Technology investors are hopeful after seeing the Nasdaq-100 index trade up by 20% so far this year. The index is bouncing back from a 33% plunge for all of 2022, its worst annual loss since 2008. With economic challenges like high inflation showing real signs of easing, there might be room for even further upside. 

Some of that upside might be sparked by the latest earnings season. Over the next several weeks, hundreds of companies will report results for the quarter that ended March 31, and investors are watching closely to see how the uncertain economic environment affected their financial performance. 

I'm watching two companies in particular. Both of them will report their results in May, and here's why their stock prices could see further gains in the aftermath.

1. Duolingo might exceed investors' expectations yet again

2022 was an extremely difficult year for most companies. Consumers pulled back on their spending in the wake of inflation hitting a 40-year high, which prompted the U.S. Federal Reserve to embark on its most aggressive campaign to hike interest rates in its history. As a result, the American technology sector slashed its growth forecasts and laid off thousands of employees.

A small handful of companies outperformed all expectations during this rough time, including Duolingo (DUOL 3.64%). Its business was so strong that it raised its 2022 revenue forecasts three times throughout the year. And when its final results for the year eventually came in, its $369.5 million in revenue was still above guidance. I'm looking for more of the same in the first quarter of 2023. 

Duolingo is the world's leading digital language education platform. It takes a mobile-first approach and delivers a gamified, interactive learning experience that takes lessons out of the classroom and drops them right into the user's pocket. In the fourth quarter of 2022, 60.7 million people were using Duolingo each month, and 4.2 million of them were paying a monthly subscription to unlock additional features. That was a 67% year-over-year increase in paying users, which is why the company has consistently outperformed its revenue guidance.

That growth might be set for acceleration because the platform just released a new subscription called Duolingo Max.
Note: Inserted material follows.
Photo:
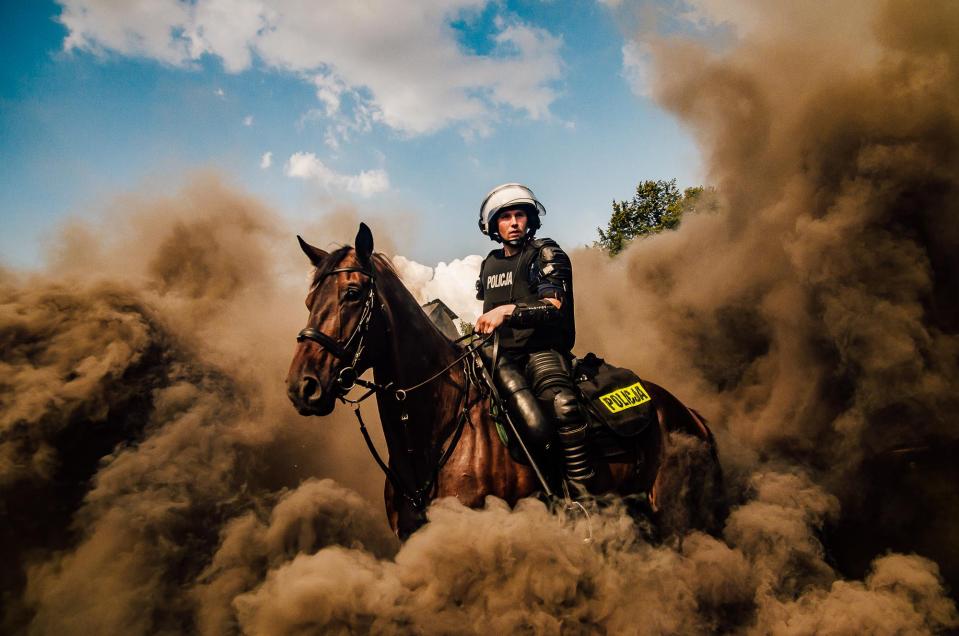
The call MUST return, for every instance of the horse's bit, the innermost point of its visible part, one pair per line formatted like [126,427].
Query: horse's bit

Through a partnership with ChatGPT developer OpenAI, Max uses artificial intelligence (AI) to provide personalized feedback to users based on their mistakes in each language lesson. Plus, it introduces a new feature called Roleplay, which users can chat with to improve their conversational skills in their desired language. 

Duolingo's Q1 report should offer clues as to how Max is resonating with users. Duolingo stock is already up a whopping 98% so far this year, and if its Q1 revenue comes in above the forecasted $114 million, expect it to extend those gains. 

2. Snowflake continues on its path of disruption

Snowflake (SNOW 3.69%) is the creator of the Data Cloud, a revolutionary cloud computing platform that breaks down silos by aggregating customer data in one place. It enables maximum visibility for complex organizations that might store information with multiple cloud providers, and it offers a powerful analytics engine to help customers derive value from their data sets. 

But the company is now tackling a new frontier by attempting to disrupt the application development segment with its Snowpark platform. It allows developers to write code for tools like machine learning in the programming language of their choice, and run that code through Snowflake without the need for any additional infrastructure. It allows development teams to keep their data in one place, which streamlines workloads. 

Snowflake says one Fortune 500 customer's workloads run eight times faster and at 30% of the cost on Snowpark compared to a competing tool. The platform was made generally available to customers last quarter, so it's likely to have gained further traction in Q1, which is the first reason Snowflake's financial results could outperform. 

Here's the second reason Snowflake stock could see a boost from its fiscal 2024 first-quarter results: It set a relatively low bar in its guidance, which, at the high end, points to revenue of $573 million, representing sequential growth of just 4%. In every single quarter of fiscal 2023 (ended Jan. 31), the company handily beat its forecasts and I'm looking for that trend to continue.

Third, Snowflake was one of just a few tech companies hiring employees over the last 12 months. It was a net hirer in all four quarters of fiscal 2023, adding 1,892 new staff overall. It grew its research and development team the fastest of any of its four departments, increasing headcount by 75% in the year. The company plans to add another 1,000 workers in fiscal 2024, which is a good sign it's experiencing strong demand for new products and services, which is a precursor for future growth. 

Finally, Snowflake stock is trading flat this year. It now trades at a price-to-sales (P/S) ratio of 22, which is near the cheapest valuation since it went public. It shrinks to 16 on a forward basis (based on $2.7 billion in expected fiscal 2024 revenue), which appears even more attractive. Both are far below the stock's peak P/S ratio of 101. 

If Snowflake delivers a positive Q1 report, investors might swoop in and take advantage of that discount, which would help its stock price extend its 2023 gains.